Après les chevaux, je réquisitionne les voitures NC puis les autos. À 15 heures, tout est terminé et je n’ai plus qu’à arrêter ma comptabilité. J’ai réquisitionné 84 chevaux, qui ont été payés de suite à la recette municipale sur présentation de mes bons.

À savoir :

Saint-Dié 77 870 Fr.

Voivres  5997 Fr.

Saint-Jean D’ormont   2813 Fr.

Soit  86 680 Fr. pour les chevaux

À ce chiffre, il faut joindre le louage pour la journée du 30

soit 44 chevaux à 12 Fr. = 528 Fr.

J’ai réquisitionné en outre 14 voitures NC

1 auto 9000 Fr.

1 moto 1125 Fr.

1 D. 1000

1 D. 1000                        QG 43e Division

Soit 12 125 Fr.

Pour ces autos et motos, j’avais passé dans le courant de l’hiver des conventions avec leurs propriétaires. Aussi aucune difficulté de ce côté et à sept heures ces voitures étaient à leur poste.Quand tout fut terminé, j’ai été déjà passablement éreinté. J’avais déjà à mon compte deux nuits blanches et deux journées bien remplies. Absorbé par ce travail, j’ignorais après à peu près tout ce qui se passait au dehors. Mais enfin j’avais la satisfaction de voir toutes nos voitures attelées à des chevaux excellents.

2 août, dimanche. Une partie de la matinée est employée à arrêter ma comptabilité. Puis j’envoie tout le dossier au recrutement. Je suis enfin heureux de rentrer à ma Compagnie. Je n’avais qu’un faible aperçu de ce qui s’y était passé. Dans notre cantonnement déjà insuffisant, toutes les compagnies du Bataillon y recevaient leurs réservistes pour les habiller et les équiper.

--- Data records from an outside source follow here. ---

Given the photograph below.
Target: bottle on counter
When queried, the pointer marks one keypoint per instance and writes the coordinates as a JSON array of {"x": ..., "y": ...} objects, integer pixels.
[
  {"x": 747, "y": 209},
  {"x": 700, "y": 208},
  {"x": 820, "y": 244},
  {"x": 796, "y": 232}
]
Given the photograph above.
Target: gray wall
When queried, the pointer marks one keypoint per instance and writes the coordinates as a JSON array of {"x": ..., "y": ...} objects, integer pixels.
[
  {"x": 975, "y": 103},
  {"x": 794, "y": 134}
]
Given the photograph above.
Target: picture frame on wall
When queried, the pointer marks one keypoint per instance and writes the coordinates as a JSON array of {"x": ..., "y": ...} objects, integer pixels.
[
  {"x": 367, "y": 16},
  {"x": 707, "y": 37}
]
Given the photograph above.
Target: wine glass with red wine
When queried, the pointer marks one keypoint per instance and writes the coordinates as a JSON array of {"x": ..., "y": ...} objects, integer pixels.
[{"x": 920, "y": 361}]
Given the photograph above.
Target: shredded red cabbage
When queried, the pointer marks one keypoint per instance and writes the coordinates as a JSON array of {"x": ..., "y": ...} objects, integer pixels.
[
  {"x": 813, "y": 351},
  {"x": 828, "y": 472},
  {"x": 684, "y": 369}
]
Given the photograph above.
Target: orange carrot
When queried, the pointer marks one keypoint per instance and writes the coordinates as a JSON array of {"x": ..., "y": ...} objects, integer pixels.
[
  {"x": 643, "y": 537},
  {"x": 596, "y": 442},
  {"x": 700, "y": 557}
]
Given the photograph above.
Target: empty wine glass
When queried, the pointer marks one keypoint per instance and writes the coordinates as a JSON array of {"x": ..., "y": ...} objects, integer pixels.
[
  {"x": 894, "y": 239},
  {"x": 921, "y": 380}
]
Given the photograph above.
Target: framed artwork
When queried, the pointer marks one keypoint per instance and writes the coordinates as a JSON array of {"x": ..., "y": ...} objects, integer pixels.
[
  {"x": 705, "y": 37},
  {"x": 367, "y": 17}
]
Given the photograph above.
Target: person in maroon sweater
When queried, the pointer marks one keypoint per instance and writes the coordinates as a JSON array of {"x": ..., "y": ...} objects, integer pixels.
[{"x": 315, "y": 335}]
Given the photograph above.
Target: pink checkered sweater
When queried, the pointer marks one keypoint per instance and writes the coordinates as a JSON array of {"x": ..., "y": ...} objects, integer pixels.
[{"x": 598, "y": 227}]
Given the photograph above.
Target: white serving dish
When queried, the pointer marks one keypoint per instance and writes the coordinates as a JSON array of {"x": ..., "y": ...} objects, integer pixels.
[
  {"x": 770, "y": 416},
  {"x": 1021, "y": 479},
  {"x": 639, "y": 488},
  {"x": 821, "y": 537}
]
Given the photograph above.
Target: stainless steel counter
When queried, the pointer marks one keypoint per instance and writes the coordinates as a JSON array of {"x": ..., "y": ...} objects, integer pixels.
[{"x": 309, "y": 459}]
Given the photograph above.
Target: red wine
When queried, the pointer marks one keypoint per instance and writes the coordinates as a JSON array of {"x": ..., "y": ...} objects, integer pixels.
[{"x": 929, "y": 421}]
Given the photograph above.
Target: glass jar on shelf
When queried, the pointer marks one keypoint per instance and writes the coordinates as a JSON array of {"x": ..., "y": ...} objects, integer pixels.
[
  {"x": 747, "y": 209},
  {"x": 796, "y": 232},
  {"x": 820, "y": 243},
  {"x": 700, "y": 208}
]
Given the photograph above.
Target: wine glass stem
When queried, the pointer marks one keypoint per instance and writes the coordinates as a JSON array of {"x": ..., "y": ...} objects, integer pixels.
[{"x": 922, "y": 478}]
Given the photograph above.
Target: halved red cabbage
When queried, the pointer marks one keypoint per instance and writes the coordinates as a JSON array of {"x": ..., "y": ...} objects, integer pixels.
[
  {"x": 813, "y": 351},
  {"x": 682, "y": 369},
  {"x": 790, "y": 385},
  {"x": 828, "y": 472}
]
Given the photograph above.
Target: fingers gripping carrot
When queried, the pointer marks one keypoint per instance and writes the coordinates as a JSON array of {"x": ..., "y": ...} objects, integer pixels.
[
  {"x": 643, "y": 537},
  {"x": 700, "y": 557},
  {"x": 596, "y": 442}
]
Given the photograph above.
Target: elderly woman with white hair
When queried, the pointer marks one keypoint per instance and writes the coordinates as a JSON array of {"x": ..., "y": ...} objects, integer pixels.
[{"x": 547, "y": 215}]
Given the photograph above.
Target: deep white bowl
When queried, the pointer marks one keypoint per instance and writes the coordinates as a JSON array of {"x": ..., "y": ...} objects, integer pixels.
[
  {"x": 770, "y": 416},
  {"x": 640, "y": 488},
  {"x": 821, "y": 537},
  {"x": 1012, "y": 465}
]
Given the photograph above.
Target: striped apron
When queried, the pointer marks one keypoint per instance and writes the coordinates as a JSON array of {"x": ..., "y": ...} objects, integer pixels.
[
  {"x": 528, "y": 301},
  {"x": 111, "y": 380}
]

C’était un joli fouillis, mais tout le monde s’en tirait parfaitement. Malheureusement, ce tableau a été attristé par un grand nombre de réservistes qui rejoignaient en complet état d’ivresse. C’était, pour la plupart, des Vosgiens, qui avaient sans doute bu leur provision d’eau-de-vie de pommes de terre au moment des adieux. Mais l’active les menait rudement et après leur incorporation, il n’y a plus eu de cas d’ivresse à constater. Les réservistes venant de l’intérieur nous disent que la mobilisation se déroule avec calme et une régularité parfaite. En ville, des fausses nouvelles absolument invraisemblables circulent sans arrêt. La compagnie est en cantonnement d’alerte. Madame Méry vient nous y ravitailler. Dans la soirée, visite de Mesdames Hennequin et Wachenheim.